The differences are instructive. The Arkestra was cultish in the way the musicians gave themselves over to Sun Ra’s singular vision and rehearsed exhaustively to realise it. I would love to know more about the dynamic in the Mothership, the working process between the sixty people who toured with Parliament-Funkadelic during the peak years of 1974-1979, a time George Clinton describes as “all of us altogether, all of the time”. Was George an autocratic enforcer of quality control, stamping product as it left the funk mines? I am guessing it was more subtle than that.
Discussing Janelle Monae’s cover of Flashlight, he is incredulous that she could sing it as if it was a normal song, and not just a collection of incredibly funky decisions arrived at by the band. “The band made it,” he croaks, as if to ask, how could it exist without the band?
I’d been listening to Flashlight that very morning, struck by the strange spontaneous unfurling of its layers: the incredible choppy synth line, the chicken scratch guitar, the chunky thighs of that bass (Bernie Worrell on the mini-moog), the knocked back vocals – how many voices are there on it, 40? 50? Flashlight came off what passed for the Motown production line in Parliament-Funkadelic; that is, not a production line at all but a network of talent from which music emerged. A network that Clinton alternatively tightened and slackened to astonishingly productive ends: I count over thirty albums between 1970-1979 that bear his signature, albums by Funkadelic, Parliament, Boosty’s Rubber Band, Bernie Worrell, Parlet, Brides of Funkestein, Eddie Hazel, and the Horny Horns.
Vernon Reid interviewed George Clinton about the making of Flashlight for Vibe magazine, and his answers clue us into the creative process in the Mothership. Play around, keep your ears and eyes open, and eventually something will emerge. Once it does, switch modes. Grab it and hone it before it wriggles away.
“First of all the track was Bootsy’s track. He didn’t want it. He couldn’t hear it so I took it… First it was just the jam. Give me a crowd like you’re at the baseball field. Then, okay, let’s see how precise we could get that. Bernie [Worrell] aught me about motifs. You get a melody, you have every motherfucker playing it – everybody did that in ‘Flashlight’”.
Trained in the order of Motown but attracted by the renegade funk of James Brown and the renegade rock of Hendrix, the Parliament-Funkadelic process was chaos arranged in such a way that beautiful order could emerge, and vice versa. (“Consciously that was our intention, to do chaos and order at the same time,” George Clinton.)
It is hard to imagine George Clinton describing himself as “Creative Director’ of the Mothership. The title of Creative Director belongs to the formal creative output of an advertising agency. Chuck Lightning’s Wondaland look is sharp with curly extremities: the tuxedo with its clear delineation between black and white is made subversive through the lengthening of the shoes, the plastic framed shades and potent hairdo. Chuck’s hair is shaved at the sides, wild and mohican down the middle, another sharp division, between the organic and the artificial, between the process and the natural. I wonder if the thinking is too binary to be sustainable.

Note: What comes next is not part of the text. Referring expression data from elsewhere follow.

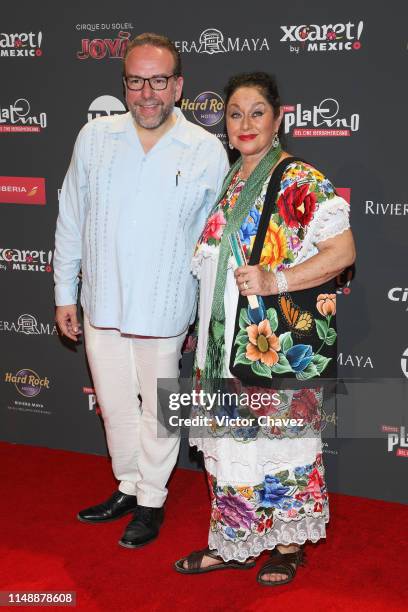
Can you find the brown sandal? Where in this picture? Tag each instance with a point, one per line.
(194, 561)
(281, 563)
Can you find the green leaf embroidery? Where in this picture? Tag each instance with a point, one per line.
(282, 366)
(321, 362)
(242, 338)
(272, 318)
(309, 372)
(286, 341)
(261, 369)
(321, 327)
(241, 359)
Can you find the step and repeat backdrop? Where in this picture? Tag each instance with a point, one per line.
(342, 72)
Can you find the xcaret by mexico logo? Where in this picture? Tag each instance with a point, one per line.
(22, 190)
(17, 117)
(27, 382)
(25, 260)
(104, 48)
(25, 44)
(207, 108)
(104, 106)
(213, 41)
(323, 119)
(329, 37)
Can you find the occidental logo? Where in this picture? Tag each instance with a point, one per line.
(331, 37)
(207, 108)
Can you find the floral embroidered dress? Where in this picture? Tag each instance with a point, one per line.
(267, 491)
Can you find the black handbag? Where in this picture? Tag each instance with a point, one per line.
(289, 340)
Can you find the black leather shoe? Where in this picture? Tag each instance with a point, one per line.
(113, 508)
(143, 528)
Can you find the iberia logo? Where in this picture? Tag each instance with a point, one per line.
(22, 190)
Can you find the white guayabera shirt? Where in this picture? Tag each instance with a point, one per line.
(131, 220)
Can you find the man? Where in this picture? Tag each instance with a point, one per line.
(134, 201)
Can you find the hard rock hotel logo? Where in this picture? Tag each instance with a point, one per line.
(207, 108)
(27, 382)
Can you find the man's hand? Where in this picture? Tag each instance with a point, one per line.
(254, 280)
(66, 318)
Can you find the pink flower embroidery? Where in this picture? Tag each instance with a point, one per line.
(215, 226)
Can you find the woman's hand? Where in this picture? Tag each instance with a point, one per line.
(254, 280)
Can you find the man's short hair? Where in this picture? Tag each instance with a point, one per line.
(155, 40)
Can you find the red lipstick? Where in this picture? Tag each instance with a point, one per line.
(245, 137)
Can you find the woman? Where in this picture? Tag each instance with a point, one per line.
(267, 491)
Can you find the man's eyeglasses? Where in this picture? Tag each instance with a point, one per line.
(157, 83)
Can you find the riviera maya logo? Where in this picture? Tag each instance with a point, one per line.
(207, 108)
(29, 325)
(331, 37)
(212, 41)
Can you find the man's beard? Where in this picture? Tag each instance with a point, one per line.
(151, 123)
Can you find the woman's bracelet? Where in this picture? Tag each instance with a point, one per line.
(281, 282)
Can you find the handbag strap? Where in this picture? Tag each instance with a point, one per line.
(269, 207)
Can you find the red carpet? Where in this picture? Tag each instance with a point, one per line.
(362, 566)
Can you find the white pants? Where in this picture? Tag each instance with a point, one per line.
(125, 368)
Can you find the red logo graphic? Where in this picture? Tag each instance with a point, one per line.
(22, 190)
(99, 48)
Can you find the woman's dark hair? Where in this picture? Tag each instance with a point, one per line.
(264, 82)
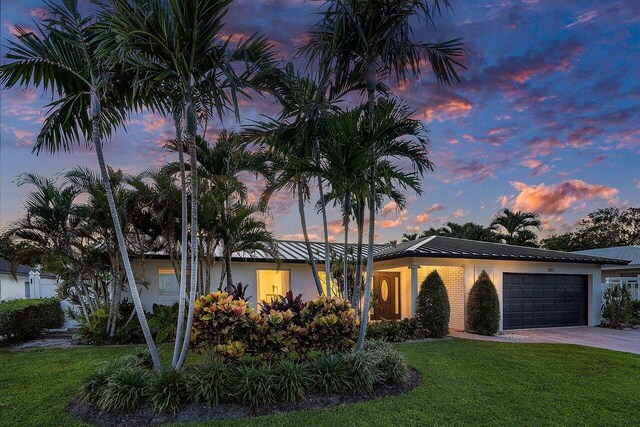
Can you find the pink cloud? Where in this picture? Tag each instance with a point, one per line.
(558, 198)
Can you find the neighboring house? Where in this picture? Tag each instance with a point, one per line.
(28, 282)
(537, 287)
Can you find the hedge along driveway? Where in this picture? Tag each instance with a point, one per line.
(465, 382)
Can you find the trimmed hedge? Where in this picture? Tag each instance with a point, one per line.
(432, 306)
(23, 319)
(483, 307)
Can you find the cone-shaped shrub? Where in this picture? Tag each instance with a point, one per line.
(483, 307)
(432, 306)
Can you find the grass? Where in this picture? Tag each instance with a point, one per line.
(465, 382)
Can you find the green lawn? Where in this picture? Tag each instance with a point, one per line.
(465, 382)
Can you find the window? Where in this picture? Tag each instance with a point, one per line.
(167, 281)
(272, 284)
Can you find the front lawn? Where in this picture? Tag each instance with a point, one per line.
(465, 382)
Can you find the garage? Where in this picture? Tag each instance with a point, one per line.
(544, 300)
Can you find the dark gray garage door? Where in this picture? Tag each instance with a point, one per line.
(544, 300)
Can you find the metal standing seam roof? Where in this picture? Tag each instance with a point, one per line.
(631, 253)
(449, 247)
(291, 251)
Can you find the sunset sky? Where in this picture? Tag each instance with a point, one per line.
(546, 118)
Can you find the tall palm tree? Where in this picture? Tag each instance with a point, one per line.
(181, 42)
(92, 99)
(517, 226)
(377, 35)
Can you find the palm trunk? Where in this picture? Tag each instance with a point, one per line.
(358, 280)
(345, 266)
(192, 128)
(371, 88)
(183, 245)
(325, 227)
(303, 222)
(135, 296)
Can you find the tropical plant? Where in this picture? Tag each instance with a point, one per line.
(177, 48)
(377, 36)
(92, 99)
(517, 226)
(432, 306)
(616, 306)
(483, 307)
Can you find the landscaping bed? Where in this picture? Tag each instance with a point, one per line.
(200, 412)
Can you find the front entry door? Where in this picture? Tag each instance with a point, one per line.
(386, 296)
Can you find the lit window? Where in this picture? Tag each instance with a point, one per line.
(168, 282)
(272, 284)
(335, 291)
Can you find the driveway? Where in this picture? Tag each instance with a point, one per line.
(627, 340)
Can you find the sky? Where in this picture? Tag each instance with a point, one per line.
(545, 119)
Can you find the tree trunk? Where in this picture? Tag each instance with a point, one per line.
(191, 130)
(135, 296)
(358, 281)
(303, 222)
(345, 264)
(183, 244)
(371, 88)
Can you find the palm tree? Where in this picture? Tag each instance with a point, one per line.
(377, 36)
(181, 42)
(517, 226)
(92, 100)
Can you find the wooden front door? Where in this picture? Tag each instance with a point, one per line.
(386, 296)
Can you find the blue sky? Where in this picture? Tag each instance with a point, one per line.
(545, 118)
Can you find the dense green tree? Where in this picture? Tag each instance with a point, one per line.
(432, 306)
(483, 307)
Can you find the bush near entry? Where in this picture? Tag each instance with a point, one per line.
(432, 306)
(483, 307)
(23, 319)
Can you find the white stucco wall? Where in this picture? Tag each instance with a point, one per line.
(301, 279)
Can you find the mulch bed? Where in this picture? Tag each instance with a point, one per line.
(145, 416)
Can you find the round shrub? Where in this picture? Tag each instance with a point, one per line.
(167, 389)
(291, 380)
(329, 374)
(432, 306)
(124, 389)
(256, 386)
(211, 383)
(483, 307)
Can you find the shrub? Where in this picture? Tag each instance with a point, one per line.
(395, 330)
(167, 389)
(483, 307)
(363, 371)
(432, 306)
(211, 383)
(221, 324)
(330, 325)
(616, 306)
(290, 378)
(256, 386)
(23, 319)
(329, 374)
(124, 389)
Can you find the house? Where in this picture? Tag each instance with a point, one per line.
(27, 283)
(537, 287)
(621, 274)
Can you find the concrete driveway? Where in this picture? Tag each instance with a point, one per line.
(627, 340)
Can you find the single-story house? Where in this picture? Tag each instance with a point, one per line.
(614, 273)
(29, 282)
(537, 287)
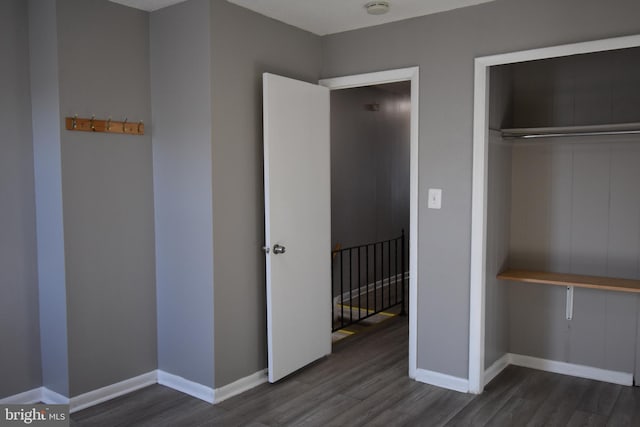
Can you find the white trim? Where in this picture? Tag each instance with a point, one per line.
(479, 186)
(442, 380)
(241, 385)
(186, 386)
(411, 74)
(498, 366)
(51, 397)
(24, 398)
(615, 377)
(111, 391)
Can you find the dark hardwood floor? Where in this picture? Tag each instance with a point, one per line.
(364, 382)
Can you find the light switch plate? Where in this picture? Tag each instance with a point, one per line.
(435, 198)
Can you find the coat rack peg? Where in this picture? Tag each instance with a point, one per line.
(109, 126)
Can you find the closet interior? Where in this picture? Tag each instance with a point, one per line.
(563, 215)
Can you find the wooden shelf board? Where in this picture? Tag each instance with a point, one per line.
(561, 279)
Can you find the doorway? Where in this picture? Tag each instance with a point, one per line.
(409, 75)
(369, 205)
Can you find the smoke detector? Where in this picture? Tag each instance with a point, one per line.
(379, 7)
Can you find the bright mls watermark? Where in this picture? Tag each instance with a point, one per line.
(34, 415)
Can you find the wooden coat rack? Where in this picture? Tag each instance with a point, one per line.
(109, 126)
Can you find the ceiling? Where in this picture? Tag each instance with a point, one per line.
(327, 16)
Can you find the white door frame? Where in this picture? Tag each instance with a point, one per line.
(479, 190)
(391, 76)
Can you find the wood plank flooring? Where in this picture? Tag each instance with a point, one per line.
(364, 382)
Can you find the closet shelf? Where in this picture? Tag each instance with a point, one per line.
(559, 131)
(560, 279)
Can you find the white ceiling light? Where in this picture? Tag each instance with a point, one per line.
(379, 7)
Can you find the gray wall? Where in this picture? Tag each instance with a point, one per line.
(244, 45)
(369, 165)
(20, 352)
(444, 45)
(107, 187)
(94, 195)
(45, 101)
(181, 99)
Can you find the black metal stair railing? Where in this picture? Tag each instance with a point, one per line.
(367, 280)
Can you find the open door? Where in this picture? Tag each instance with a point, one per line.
(297, 223)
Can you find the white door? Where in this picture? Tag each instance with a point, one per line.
(297, 223)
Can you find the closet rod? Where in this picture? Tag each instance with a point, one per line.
(554, 135)
(562, 131)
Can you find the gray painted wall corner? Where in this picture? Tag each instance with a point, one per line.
(239, 57)
(20, 360)
(181, 101)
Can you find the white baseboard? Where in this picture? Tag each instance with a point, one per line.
(442, 380)
(40, 394)
(94, 397)
(24, 398)
(498, 366)
(241, 385)
(103, 394)
(186, 386)
(51, 397)
(615, 377)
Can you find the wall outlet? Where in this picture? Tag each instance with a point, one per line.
(435, 198)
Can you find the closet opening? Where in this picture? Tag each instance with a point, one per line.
(353, 171)
(370, 159)
(555, 273)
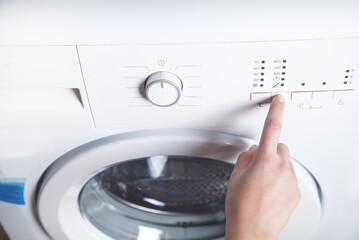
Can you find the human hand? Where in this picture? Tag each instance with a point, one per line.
(263, 188)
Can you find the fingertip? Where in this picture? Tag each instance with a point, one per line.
(253, 146)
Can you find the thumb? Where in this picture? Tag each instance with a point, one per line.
(245, 158)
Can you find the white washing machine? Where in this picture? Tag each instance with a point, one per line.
(122, 120)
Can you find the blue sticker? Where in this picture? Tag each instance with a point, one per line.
(12, 190)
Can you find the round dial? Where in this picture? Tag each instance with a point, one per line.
(163, 88)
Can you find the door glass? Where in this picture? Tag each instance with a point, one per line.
(159, 197)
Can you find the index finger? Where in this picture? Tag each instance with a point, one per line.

Wondaland state they are “watching Steve Jobs the way Berry Gordy watched Henry Ford”. A funk collective with the ferocious brand control of Apple? Why not? Control is easy. Enforcing brand identity is easy. Coaxing dozens of brilliant works out of creative talent requires something other than control: an understanding of the uses of chaos, the art of guiding without touching, leadership not management, the ability for something to exist in a superposition of this and that until just the right moment for collapse. Mr Clinton knows. Ask him.
The British Library event was organised by Union Black and climaxed with a thunderous standing ovation.
Is it worth asking: who is writing George Clinton’s autobiography?